Albanian-American Enterprise Fund
- Company type: Investment fund
- Founded: 1995
- Headquarters: Tirana, Albania
- Key people: Michael Granoff (chairman of the board)
- Total assets: US$178 million
- Website: www.aaef.com

= Albanian-American Enterprise Fund =

Nonprofit organization

Albanian-American Enterprise Fund (AAEF) is a non-political, not-for-profit US corporation established pursuant to the Support for East European Democracy Act of 1989 (“SEED Act”). It was incorporated in 1995 and maintains offices in New York City and Tirana. It is located in "Ibrahim Rugova" str, “Green Park” Complex, Tower 2, 12th Floor, Postal Code 1019, Tirana, Albania.

==Background==
The AAEF was established as part of a United States initiative to promote the private sector development in formerly Communist countries in Europe and Central Asia. It invests solely in Albania. To accomplish its mission, the AAEF invests and lends in a wide array of private enterprises, disseminates western business know-how, and, when appropriate, proposes changes to government policies affecting business. In addition, AAEF provides its portfolio investments with training to establish best business practices that incorporate acceptable financial reporting standards, as well as guidance in enhancing management capabilities and recruiting skilled personnel. The AAEF also provides its portfolio investments with corporate finance and strategic planning advice.

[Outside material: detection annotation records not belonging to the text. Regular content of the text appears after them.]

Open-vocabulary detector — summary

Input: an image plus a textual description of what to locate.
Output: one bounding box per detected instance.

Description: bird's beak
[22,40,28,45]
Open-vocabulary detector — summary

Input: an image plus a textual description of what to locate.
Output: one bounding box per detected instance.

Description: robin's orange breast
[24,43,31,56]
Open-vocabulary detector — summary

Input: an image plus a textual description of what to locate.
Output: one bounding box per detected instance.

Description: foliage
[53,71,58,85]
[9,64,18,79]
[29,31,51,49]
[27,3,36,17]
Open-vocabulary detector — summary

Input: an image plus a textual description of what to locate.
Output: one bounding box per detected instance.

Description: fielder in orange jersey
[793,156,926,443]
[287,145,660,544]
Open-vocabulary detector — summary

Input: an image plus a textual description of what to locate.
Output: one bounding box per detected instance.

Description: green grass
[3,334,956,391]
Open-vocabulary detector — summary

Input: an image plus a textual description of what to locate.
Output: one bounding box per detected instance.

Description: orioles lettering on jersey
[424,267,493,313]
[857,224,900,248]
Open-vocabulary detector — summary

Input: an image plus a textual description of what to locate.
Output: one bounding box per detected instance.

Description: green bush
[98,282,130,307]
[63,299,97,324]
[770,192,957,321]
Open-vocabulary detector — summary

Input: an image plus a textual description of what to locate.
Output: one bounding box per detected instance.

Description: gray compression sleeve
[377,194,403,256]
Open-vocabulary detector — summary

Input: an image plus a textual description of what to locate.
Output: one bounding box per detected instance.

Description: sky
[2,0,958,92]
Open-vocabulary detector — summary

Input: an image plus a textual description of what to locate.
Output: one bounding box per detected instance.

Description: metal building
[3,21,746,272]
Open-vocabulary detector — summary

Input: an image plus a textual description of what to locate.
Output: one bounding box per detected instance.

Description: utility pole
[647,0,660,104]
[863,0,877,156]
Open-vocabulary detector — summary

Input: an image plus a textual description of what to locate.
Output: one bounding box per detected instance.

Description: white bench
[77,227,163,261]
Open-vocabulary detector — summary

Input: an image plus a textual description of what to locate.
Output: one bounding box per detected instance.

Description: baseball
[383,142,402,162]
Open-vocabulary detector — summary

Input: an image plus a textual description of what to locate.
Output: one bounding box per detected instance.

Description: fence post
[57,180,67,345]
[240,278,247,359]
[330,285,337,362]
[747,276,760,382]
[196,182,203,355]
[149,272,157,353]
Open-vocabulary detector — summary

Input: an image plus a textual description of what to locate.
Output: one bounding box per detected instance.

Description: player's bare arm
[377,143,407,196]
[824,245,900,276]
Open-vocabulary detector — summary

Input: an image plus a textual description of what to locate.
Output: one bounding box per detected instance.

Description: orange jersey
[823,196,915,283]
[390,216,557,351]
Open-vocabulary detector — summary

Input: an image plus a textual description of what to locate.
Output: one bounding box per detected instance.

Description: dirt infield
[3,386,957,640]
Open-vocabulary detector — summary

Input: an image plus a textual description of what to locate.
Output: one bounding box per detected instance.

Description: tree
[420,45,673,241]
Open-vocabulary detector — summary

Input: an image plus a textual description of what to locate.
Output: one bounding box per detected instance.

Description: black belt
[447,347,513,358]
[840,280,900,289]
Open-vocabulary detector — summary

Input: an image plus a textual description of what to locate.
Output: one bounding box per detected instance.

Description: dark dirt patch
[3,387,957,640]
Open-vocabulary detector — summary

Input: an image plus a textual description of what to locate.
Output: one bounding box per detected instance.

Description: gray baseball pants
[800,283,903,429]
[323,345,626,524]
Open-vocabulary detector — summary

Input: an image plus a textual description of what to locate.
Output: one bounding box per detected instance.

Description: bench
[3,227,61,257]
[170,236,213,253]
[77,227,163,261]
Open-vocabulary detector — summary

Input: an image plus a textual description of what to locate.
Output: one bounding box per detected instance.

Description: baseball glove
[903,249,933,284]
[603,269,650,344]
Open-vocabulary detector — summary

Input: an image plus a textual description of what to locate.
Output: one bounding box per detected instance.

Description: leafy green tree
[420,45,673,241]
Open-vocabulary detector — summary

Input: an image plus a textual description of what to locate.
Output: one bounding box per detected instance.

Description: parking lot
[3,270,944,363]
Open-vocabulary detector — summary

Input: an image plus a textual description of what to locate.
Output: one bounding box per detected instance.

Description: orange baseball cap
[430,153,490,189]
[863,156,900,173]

The United States Government provided AAEF's initial capital through a grant from the United States Agency for International Development. The original Board members were appointed by the President of the United States. The AAEF operates independently from the U.S. Government, and is managed by professional investment managers under the guidance of the Board of Directors.

==Activities==
Although incorporated as a not-for-profit organization, the AAEF is managed as a private investment fund to maximize risk-adjusted returns. Investments can include loans, leases, guarantees, and equity ownership. Profits generated from AAEF investments are reinvested in new projects in Albania. In addition to recycling its profits to promote private enterprise creation and expansion, it is the AAEF's intent to demonstrate to other potential investors that investment in Albania can be successful and profitable. The AAEF strives to be a catalyst for additional private investment in Albania.

The AAEF endeavors to identify and invest in enterprises that have good prospects of being commercially viable and are filling an under-served sector of the Albanian economy. Such investments should be capable of meeting international standards of “best business practices”, promote local manufacturing, create jobs and exports, and be environmentally safe.

Since its inception the AAEF has invested in or lent to over 40 Albanian companies. As of September 30, 2008, net assets of the AAEF amounted to $178 million or 6 times the original capital. Companies financed by AAEF have contributed more than $1 billion to the country's GDP and created more than 5,000 jobs.

Among the AAEF's notable investments are the modernizing of Tirana International Airport "Mother Teresa" and establishing the American Bank of Albania (ABA). In 2009, the AAEF created its legacy organization The Albanian – American Development Foundation (AADF) The AADF's mission is to facilitate the development of a sustainable private sector economy and a democratic society in Albania, and to contribute to stability in Southeastern Europe.